Excitatory effects of cooling are specific to thinly myelinated (F) neurons
Nonspecific influences of cooling on membrane properties of excitable cells, including primary sensory neurons and their axons, have been reported previously and were confirmed in this study (Franz and Iggo 1968; Kiyosue et al. 1993; Li et al. 2002). However, in addition, marked effects of cooling were noticed in TG neurons with strong IR (e.g., high expression levels of Ih) and short-duration spikes (F-type), the majority of them with thin myelinated axons (A). Most significant was the decrease in rheobase current (e.g., increased excitability) during cooling. With the exception of a low Rin, most membrane properties of this subpopulation of F-type neurons resembled those of cold- and menthol-sensitive mouse TG neurons in culture (Viana et al. 2002). However, they also exhibited many of the functional characteristics of primary sensory neurons identified as mechanosensitive in experiments in vivo (Djouhri and Lawson 2001; Koerber et al. 1988) and in vitro (Viana et al. 2001). The majority of cold thermoreceptor fibers are thinly myelinated in most species, including the guinea pig (Brock et al. 2001; reviewed by Hensel 1976). Also, indirect evidence from microneurographic recordings in humans suggests that cold-sensitive fibers have a prominent hyperpolarization-activated cation current (Ih) (Serra et al. 1999). The role of Ih in thermal transduction is presently unclear. The density of Ih channels is higher in cold-sensitive neurons compared with cold-insensitive neurons of similar size (Viana et al. 2002). However, pharmacological blockade of Ih does not prevent excitation during cooling (Robert et al. 2002).

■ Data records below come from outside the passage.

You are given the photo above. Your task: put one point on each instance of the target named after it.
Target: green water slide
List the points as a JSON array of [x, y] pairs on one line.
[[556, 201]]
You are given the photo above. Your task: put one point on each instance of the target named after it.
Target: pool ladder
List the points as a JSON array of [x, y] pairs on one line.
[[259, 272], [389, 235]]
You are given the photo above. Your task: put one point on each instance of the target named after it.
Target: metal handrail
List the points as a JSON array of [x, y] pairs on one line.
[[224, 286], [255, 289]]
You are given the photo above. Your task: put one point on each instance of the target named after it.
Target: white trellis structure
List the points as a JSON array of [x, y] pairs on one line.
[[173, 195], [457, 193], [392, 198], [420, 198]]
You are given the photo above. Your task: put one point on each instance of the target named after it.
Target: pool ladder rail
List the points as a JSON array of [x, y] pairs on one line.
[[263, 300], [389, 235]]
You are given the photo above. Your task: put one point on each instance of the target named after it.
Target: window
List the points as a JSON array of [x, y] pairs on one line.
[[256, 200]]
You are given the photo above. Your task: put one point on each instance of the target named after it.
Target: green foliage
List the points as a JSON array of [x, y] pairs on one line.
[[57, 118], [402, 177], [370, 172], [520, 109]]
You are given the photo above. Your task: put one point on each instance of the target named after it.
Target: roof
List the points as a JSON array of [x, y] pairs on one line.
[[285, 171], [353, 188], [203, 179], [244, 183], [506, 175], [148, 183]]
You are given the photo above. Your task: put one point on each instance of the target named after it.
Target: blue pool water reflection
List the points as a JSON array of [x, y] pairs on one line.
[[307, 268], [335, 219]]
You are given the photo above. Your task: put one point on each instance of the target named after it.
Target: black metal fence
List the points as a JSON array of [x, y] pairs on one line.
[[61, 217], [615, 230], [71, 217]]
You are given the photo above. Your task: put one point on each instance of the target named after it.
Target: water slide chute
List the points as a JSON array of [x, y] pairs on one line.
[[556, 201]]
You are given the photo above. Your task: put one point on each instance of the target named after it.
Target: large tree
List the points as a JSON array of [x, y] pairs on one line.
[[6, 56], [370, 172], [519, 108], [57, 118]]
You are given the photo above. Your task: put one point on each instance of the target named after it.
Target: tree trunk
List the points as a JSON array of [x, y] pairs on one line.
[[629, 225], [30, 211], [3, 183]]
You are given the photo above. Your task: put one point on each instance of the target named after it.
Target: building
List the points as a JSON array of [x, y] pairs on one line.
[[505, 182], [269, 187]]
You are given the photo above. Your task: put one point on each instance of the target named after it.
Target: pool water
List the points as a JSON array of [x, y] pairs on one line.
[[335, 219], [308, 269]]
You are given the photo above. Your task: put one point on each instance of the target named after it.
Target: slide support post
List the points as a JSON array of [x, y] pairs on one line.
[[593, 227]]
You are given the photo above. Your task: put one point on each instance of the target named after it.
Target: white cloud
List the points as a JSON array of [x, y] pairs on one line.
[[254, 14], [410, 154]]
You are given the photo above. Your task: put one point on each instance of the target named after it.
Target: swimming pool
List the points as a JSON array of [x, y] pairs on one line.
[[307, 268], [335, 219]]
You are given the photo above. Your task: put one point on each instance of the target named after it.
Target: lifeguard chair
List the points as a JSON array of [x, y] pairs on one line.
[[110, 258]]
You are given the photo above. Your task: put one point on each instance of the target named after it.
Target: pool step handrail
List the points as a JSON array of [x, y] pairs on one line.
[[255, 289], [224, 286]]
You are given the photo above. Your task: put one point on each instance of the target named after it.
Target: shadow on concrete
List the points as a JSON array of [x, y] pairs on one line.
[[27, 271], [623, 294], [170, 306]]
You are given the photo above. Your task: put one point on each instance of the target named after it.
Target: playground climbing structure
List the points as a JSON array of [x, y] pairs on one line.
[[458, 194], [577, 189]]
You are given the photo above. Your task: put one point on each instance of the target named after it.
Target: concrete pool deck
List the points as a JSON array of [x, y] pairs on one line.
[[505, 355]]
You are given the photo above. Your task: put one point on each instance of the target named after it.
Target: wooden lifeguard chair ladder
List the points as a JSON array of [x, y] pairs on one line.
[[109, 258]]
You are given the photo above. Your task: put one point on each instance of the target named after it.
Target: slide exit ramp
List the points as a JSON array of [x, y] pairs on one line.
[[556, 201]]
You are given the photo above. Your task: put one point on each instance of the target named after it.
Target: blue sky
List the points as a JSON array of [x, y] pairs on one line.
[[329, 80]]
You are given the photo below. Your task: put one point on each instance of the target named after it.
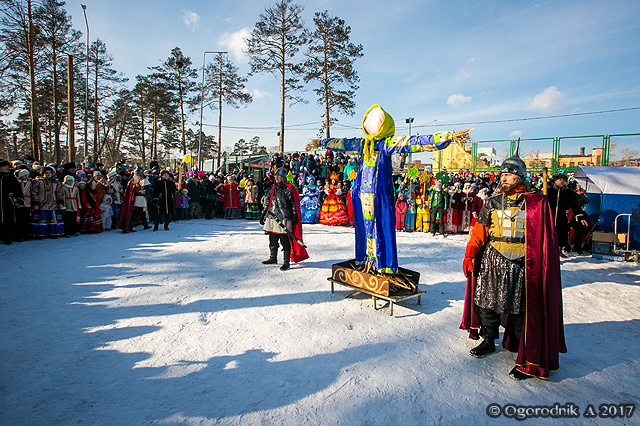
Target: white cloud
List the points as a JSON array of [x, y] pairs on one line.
[[257, 94], [465, 72], [235, 43], [456, 101], [191, 19], [548, 101]]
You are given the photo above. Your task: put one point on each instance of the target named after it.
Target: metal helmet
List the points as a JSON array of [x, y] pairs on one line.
[[515, 165]]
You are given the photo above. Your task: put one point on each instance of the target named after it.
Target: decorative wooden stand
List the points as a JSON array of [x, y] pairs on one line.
[[344, 273]]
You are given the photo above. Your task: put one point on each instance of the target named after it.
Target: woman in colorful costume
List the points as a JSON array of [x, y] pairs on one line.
[[232, 209], [309, 203], [47, 199], [334, 211]]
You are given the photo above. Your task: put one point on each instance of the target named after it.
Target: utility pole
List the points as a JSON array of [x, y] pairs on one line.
[[71, 126], [86, 93]]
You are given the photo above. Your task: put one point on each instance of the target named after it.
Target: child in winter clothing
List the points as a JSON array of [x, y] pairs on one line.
[[107, 212], [72, 205], [182, 204]]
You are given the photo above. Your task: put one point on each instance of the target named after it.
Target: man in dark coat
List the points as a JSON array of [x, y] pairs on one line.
[[163, 192], [562, 199], [513, 271], [10, 199], [280, 204]]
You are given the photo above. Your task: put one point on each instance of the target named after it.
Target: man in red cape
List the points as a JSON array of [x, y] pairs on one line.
[[126, 208], [513, 271], [284, 204]]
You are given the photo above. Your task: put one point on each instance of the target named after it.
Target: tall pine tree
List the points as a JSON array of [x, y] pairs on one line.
[[330, 63], [272, 47]]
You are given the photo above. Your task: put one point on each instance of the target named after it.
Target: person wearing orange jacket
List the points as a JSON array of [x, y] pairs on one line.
[[513, 271]]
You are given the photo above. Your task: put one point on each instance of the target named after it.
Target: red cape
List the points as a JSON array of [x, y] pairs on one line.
[[126, 208], [542, 336], [298, 253]]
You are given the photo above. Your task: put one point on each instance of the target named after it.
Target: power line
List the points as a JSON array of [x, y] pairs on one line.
[[531, 118], [430, 124]]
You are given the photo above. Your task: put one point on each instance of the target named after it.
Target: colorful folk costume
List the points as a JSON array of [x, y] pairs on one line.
[[513, 270], [47, 196], [451, 213], [410, 218], [476, 205], [232, 208], [438, 204], [464, 201], [91, 215], [422, 213], [283, 206], [251, 202], [309, 203], [334, 211], [401, 211], [352, 219], [373, 202]]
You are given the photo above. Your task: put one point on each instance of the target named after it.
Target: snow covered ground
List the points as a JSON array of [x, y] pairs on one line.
[[188, 327]]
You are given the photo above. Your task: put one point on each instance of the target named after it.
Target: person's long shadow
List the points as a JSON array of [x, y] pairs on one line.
[[227, 386], [595, 347]]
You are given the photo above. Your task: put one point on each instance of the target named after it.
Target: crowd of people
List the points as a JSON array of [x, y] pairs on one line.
[[85, 198]]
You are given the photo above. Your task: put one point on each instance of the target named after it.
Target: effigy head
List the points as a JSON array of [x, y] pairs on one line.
[[376, 125]]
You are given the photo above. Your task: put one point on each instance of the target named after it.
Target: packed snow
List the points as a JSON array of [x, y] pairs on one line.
[[188, 327]]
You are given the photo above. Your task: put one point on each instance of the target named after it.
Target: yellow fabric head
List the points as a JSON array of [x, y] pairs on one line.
[[376, 125]]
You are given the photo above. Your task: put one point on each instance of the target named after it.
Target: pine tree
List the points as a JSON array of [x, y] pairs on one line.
[[107, 82], [272, 47], [330, 62], [57, 37], [223, 83], [181, 80]]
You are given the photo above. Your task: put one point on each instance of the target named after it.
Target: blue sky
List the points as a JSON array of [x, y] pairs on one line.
[[445, 63]]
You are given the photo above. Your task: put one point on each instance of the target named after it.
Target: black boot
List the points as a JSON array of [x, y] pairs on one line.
[[516, 374], [483, 349], [273, 258]]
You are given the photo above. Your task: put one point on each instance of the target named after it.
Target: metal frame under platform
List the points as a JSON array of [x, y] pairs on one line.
[[392, 299]]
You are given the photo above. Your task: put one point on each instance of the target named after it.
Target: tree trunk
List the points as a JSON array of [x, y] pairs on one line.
[[325, 80], [220, 114], [282, 103], [36, 138], [184, 143], [96, 151], [56, 124], [71, 127]]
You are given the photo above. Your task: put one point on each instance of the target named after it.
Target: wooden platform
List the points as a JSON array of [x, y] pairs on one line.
[[392, 299]]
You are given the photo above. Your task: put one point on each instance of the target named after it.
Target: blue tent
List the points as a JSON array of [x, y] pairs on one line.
[[612, 191]]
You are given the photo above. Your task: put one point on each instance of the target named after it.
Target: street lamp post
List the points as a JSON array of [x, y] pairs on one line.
[[409, 121], [86, 91], [200, 162]]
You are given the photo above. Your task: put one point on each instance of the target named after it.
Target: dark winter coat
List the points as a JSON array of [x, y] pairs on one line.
[[281, 204], [163, 192], [10, 195], [562, 200]]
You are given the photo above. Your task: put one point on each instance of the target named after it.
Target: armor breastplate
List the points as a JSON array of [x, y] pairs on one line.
[[507, 231]]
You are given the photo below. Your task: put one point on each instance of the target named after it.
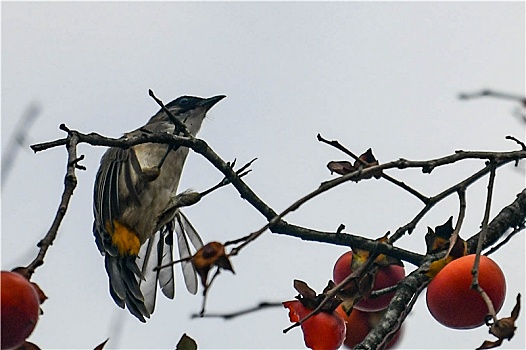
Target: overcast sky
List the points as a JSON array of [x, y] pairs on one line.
[[380, 75]]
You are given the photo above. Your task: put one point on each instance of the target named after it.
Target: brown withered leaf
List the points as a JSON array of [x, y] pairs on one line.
[[41, 296], [21, 271], [308, 297], [304, 289], [440, 238], [210, 255], [340, 167], [186, 343], [27, 346], [345, 167], [437, 239], [503, 328], [101, 345]]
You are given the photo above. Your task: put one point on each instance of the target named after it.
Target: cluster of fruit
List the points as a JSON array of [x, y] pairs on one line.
[[450, 300]]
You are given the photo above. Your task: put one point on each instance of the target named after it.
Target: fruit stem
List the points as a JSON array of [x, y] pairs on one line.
[[475, 271]]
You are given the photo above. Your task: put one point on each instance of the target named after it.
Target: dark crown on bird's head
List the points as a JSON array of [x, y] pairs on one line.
[[186, 103]]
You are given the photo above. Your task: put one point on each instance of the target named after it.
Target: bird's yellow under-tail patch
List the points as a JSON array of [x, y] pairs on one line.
[[124, 238]]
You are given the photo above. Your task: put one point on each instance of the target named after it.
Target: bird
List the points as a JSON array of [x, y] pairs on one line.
[[136, 209]]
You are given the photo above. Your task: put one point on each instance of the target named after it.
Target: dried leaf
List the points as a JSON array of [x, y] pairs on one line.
[[304, 289], [210, 255], [344, 167], [504, 328], [186, 343], [341, 167], [490, 344], [440, 238], [42, 297], [101, 345], [27, 346]]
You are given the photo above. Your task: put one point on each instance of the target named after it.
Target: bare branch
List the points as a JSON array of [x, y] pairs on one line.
[[70, 182]]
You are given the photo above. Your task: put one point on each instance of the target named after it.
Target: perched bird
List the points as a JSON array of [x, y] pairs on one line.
[[136, 210]]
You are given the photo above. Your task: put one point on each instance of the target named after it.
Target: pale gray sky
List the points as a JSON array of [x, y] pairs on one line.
[[370, 74]]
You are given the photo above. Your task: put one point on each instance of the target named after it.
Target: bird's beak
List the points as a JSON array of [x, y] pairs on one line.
[[210, 102]]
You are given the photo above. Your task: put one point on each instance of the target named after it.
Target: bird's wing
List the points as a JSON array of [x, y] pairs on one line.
[[122, 269]]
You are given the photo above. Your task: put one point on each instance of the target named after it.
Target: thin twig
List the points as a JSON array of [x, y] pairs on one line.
[[519, 142], [461, 215], [70, 182], [475, 271], [356, 274], [228, 316], [336, 144], [491, 93], [505, 240]]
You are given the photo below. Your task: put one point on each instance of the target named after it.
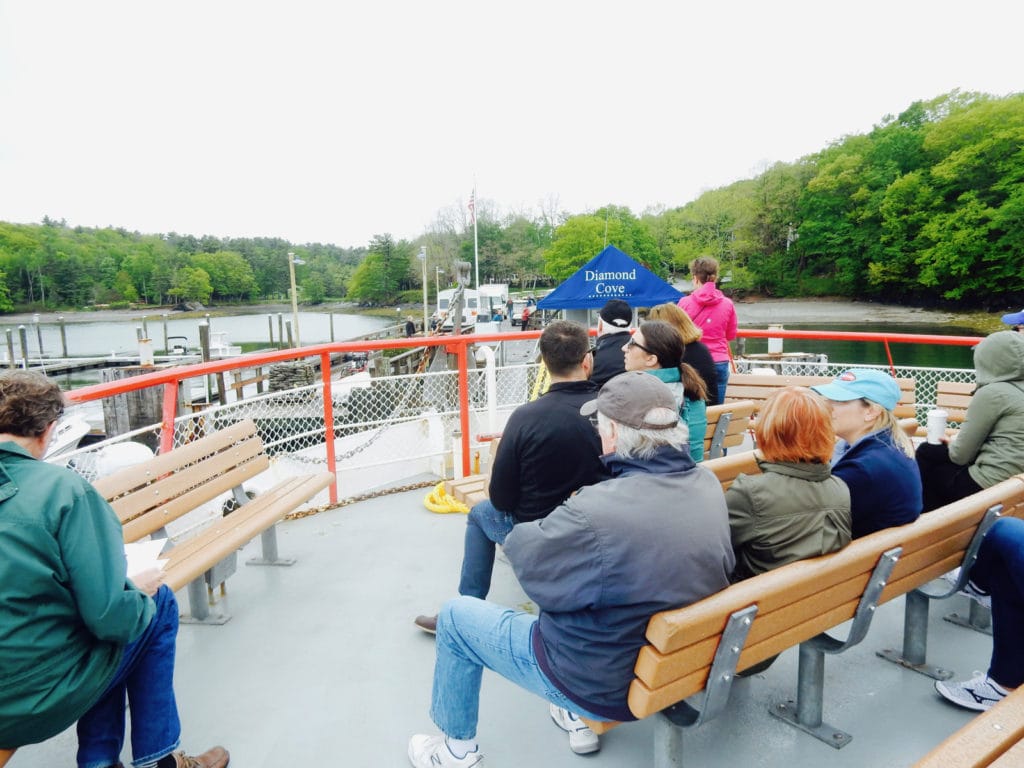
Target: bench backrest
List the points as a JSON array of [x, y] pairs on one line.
[[803, 599], [739, 413], [759, 387], [728, 468], [953, 397], [148, 496]]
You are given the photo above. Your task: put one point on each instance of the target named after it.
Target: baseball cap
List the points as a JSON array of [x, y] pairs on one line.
[[876, 386], [1016, 318], [616, 312], [636, 399]]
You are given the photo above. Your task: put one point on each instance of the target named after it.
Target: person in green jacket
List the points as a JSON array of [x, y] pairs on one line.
[[989, 445], [657, 348], [77, 636]]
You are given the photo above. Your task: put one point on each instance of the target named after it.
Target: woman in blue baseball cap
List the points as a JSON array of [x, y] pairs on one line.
[[873, 457]]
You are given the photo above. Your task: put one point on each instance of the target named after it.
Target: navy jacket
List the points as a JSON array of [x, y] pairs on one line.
[[884, 482], [654, 537]]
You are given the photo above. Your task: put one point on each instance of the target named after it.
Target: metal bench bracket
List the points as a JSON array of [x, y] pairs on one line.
[[806, 712], [914, 650]]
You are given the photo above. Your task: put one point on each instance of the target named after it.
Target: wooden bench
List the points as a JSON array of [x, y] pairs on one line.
[[726, 426], [992, 739], [148, 496], [699, 648], [759, 387]]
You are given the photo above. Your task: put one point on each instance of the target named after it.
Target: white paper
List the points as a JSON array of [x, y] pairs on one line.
[[144, 555]]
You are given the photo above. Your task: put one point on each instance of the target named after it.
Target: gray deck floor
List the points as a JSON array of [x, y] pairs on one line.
[[322, 666]]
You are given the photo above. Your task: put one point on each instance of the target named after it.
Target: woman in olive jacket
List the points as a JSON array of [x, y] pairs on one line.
[[795, 509]]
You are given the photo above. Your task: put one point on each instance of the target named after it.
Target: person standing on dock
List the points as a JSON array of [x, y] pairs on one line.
[[714, 314], [653, 537], [77, 636], [547, 452]]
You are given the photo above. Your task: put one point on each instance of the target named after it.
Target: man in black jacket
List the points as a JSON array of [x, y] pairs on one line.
[[548, 451], [612, 331]]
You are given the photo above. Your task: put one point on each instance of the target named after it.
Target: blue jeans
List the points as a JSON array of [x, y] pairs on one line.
[[473, 634], [145, 677], [722, 370], [485, 526], [999, 570]]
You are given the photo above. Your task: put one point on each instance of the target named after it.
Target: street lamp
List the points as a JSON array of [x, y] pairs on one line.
[[292, 261], [422, 256]]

Since the proportion of TG neurons that developed sensitivity to cold after 4-AP (61%) was higher than that of cold-sensitive fibers found in peripheral nerves (Dykes 1975; Hensel and Iggo 1971), only a fraction of the 4-AP–sensitive neurons could correspond to those possessing cold-sensitive peripheral terminals. It can be speculated that these were represented by the subpopulation of neurons with higher input resistance and lower rheobase, which were silent at 35°C and responded to cooling with a brisk discharge, all features typical of mouse TG neurons identified as cold-sensitive in tissue culture (Viana et al. 2002). The remaining neurons showing some degree of temperature sensitivity after 4-AP may be mechanosensory neurons. It has been reported that many cutaneous and muscle mechanoreceptors have a marked sensitivity to cooling (Duclaux and Kenshalo 1972; Hensel and Zotterman 1951b; Lippold et al. 1960). Activation of these mechanosensory neurons by cold would explain the psychophysical observation that objects with equal weight feel heavier in the hand when they are cold, known as Weber's illusion (Hensel and Zotterman 1951b; Weber 1846). In contrast to the specific effects of cold on F-type neurons, those neurons exhibiting broad spikes (S-type) and low conduction velocity, which correspond to polymodal nociceptor neurons (Djouhri and Lawson 2001; Koerber et al. 1988), only showed unspecific changes in membrane properties during cooling.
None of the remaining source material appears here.